Sahne tasarımı Gürcistan’da gerek klasik gerek çağdaş gerekse avangard tiyatroda olsun, son derece ciddiye alınan bir mesele. Anlaşılan o ki oyuncunun ağzından çıkan ilk replikten itibaren atmosfer kurma gayesinin yerini, seyirciden gelen ilk bakıştan itibaren atmosfer kurma gayesi almış. Buna göre, görsel düzleme atfedilen başat nitelik, dekoru basitçe hikâyenin örüldüğü bir arka plan veya performansın gerçekleştiği bir uzam olmanın ötesine taşıyor. Benzer şekilde UNLOVE’da da Ana Gurgenidze’nin sahne tasarımı kendi manifestosuna sahip. Dekorun ilk iddiası şu: Sahnede kesilmiş ağaçlardan geriye kalan kütükler var. Konumumuzu bilmiyoruz ancak altımızda toprak/dünya olduğunu düşündürecek zeminden mahrum olduğumuz kesin. Eğer bir uzay mekiğindeysek kütüklerin kökü nereye uzanıyor, meçhul; yine de varlar. O hâlde geriye, belki boşlukta süzülen salkım saçak kökler ve oyuncuların yer yer üstünden sekerek geçtiği irili ufaklı kütükler kalıyor. Doğayı kaybettiğimiz gibi, insan doğasını da kaybettik. Üstelik oyunu ancak belirli bir süre izlemeye dayanabilen seyircileri de kaybettik. Oyunculardan birine ironik bir dille “Bir sonraki pandemide insanlar beraber şarkı söyleyebilsin diye,” dedirten, çuvaldızı kendine, iğneyi bize batıran yönetmeni “sönmüş mumların ışığıyla” hatırlayacağım.
Künye
Yazar ve Yönetmen: Davit Khorbaladze
Sahne Tasarımı: Ana Gurgenidze
Kostüm Tasarımı: Levau Shvelidze
Müzik: Anusha Chkheidze, Davit Khorbaladze
Oyuncular: Giorgi Giorganashvili, Gvantsa Enukidze, Ia Sukkhitashvili, Sandro Samkharadze
“Showcase” hakkında
13. Uluslararası Tiflis Tiyatro Festivali, nam-ı diğer “Georgian Showcase” bu sene 22-27 Eylül tarihleri arasında gerçekleşiyor. İlk kez düzenlendiği 2009’dan bu yana festival kapsamında otuza yakın ülkeden beş yüz yirmi tiyatro profesyoneli ağırlanmış.
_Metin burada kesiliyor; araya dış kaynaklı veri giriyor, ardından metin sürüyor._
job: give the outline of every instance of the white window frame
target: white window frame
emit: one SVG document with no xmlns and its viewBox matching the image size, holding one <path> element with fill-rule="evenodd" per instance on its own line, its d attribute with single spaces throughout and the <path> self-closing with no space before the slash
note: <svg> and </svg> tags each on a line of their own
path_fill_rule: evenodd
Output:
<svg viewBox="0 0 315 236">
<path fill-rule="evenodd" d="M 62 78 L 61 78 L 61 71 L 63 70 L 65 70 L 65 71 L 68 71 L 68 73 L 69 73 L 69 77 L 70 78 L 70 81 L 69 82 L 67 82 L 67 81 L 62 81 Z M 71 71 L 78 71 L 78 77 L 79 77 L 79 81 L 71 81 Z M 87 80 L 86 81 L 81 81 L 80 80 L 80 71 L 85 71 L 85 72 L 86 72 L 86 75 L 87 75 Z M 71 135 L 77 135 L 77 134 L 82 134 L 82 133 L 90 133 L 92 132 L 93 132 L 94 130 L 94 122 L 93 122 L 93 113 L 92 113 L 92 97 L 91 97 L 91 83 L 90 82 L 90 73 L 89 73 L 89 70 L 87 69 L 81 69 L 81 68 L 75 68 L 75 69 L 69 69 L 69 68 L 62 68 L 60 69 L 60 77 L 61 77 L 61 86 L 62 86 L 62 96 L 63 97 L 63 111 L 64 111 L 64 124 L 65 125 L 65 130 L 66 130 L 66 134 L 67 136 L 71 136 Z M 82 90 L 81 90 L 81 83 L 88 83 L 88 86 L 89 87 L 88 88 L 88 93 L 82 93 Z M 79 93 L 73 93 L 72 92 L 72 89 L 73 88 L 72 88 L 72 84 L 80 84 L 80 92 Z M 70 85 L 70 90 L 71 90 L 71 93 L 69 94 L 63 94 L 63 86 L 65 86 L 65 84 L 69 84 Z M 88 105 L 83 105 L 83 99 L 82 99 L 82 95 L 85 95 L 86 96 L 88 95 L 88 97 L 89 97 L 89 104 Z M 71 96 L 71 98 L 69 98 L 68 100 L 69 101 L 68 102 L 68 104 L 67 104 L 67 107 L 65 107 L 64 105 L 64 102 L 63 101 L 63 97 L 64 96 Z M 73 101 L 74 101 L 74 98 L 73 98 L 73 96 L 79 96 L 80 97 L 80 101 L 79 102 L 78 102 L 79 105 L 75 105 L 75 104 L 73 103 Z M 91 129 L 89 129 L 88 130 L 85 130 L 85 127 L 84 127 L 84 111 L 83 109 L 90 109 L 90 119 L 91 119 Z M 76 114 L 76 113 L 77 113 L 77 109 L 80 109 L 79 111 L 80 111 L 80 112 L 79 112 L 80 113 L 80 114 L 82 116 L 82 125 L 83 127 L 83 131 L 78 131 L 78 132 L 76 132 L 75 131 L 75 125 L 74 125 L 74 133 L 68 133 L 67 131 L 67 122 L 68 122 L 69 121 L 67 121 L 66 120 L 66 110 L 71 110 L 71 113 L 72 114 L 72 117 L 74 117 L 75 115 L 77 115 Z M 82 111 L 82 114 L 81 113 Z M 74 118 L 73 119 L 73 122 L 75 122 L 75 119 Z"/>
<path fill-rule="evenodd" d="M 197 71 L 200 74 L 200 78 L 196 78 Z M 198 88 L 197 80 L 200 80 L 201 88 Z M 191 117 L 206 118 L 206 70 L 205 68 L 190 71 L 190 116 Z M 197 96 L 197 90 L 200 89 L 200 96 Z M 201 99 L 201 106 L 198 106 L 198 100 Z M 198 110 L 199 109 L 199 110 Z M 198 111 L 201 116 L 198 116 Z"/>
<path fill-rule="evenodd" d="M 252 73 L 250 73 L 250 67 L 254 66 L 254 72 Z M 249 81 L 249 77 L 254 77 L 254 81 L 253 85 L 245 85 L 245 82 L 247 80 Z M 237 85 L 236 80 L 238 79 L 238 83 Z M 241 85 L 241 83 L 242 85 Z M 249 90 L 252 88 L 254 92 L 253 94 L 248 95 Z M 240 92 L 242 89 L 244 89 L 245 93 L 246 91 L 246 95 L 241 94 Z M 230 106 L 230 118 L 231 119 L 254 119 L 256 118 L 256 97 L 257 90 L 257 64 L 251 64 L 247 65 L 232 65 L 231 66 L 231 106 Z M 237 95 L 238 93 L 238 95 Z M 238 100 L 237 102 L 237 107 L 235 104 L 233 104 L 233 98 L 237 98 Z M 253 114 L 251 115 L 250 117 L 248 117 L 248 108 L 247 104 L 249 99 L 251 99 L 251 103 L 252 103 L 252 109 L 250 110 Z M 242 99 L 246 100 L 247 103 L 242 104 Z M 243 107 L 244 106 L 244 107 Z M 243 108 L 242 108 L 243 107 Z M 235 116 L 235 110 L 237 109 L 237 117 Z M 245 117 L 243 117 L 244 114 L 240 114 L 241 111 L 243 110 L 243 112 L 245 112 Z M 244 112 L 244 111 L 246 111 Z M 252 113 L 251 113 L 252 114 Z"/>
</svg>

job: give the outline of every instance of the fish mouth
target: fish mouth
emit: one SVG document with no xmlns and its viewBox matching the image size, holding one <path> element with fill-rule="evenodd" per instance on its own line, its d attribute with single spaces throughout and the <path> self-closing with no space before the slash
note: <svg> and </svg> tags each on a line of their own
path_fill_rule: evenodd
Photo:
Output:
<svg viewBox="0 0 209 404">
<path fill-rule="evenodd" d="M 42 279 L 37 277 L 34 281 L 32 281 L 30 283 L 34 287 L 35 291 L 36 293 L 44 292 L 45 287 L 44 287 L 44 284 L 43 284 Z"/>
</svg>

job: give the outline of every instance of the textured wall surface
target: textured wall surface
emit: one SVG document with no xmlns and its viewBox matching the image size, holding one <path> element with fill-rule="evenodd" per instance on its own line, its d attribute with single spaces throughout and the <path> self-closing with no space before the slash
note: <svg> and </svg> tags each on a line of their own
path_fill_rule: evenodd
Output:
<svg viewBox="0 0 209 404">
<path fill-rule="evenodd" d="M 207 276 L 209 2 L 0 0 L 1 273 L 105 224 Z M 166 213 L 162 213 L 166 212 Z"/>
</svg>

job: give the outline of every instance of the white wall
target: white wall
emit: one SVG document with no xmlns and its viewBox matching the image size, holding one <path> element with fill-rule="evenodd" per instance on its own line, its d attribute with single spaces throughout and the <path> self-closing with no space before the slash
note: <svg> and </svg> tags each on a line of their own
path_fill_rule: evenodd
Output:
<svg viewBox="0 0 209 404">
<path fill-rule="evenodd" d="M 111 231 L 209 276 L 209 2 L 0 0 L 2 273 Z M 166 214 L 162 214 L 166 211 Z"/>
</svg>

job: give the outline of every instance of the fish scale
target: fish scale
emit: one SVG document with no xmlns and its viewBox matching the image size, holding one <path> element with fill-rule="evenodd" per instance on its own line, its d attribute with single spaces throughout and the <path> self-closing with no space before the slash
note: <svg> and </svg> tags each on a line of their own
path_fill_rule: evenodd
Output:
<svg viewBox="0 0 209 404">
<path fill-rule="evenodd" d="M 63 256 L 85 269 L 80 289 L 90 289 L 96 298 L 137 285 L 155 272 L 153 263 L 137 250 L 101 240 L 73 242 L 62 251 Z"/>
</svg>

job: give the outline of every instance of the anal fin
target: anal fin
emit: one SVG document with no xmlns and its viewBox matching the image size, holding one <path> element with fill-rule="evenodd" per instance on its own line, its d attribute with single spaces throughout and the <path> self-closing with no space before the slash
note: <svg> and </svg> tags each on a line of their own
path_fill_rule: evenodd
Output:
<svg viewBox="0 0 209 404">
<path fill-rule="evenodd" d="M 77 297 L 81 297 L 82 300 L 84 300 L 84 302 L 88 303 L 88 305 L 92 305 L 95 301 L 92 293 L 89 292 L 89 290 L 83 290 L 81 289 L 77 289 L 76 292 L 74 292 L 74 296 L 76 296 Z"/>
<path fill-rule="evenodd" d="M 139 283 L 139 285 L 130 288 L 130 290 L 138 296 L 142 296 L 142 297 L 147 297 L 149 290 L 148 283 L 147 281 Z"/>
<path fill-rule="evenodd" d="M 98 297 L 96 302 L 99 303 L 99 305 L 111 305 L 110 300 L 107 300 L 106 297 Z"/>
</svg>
Türkiye’de de bir kez (2022’de) zorlu koşullar altında hayata geçirilen showcase edisyonları birbirine gevşek olarak bağlı ortak bir mantığa dayalı: Ülkelerin kendi tiyatro sektörünü uluslararası tiyatro profesyonellerine tanıtması. Ülkeyi tanıtma yükünü açıkça sırtlanan seçkiyi kim(ler)in yaptığı, hangi tiyatroların üretime dâhil olduğu, etkinliğe uluslararası arenadan kimlerin davet edildiği, yerel halktan kimlerin biletlere maddi erişim sağlayabildiği ve son tahlilde tiyatronun kim için olduğu gibi sorular da bu vesileyle tekrar tekrar tartışmaya açılıyor.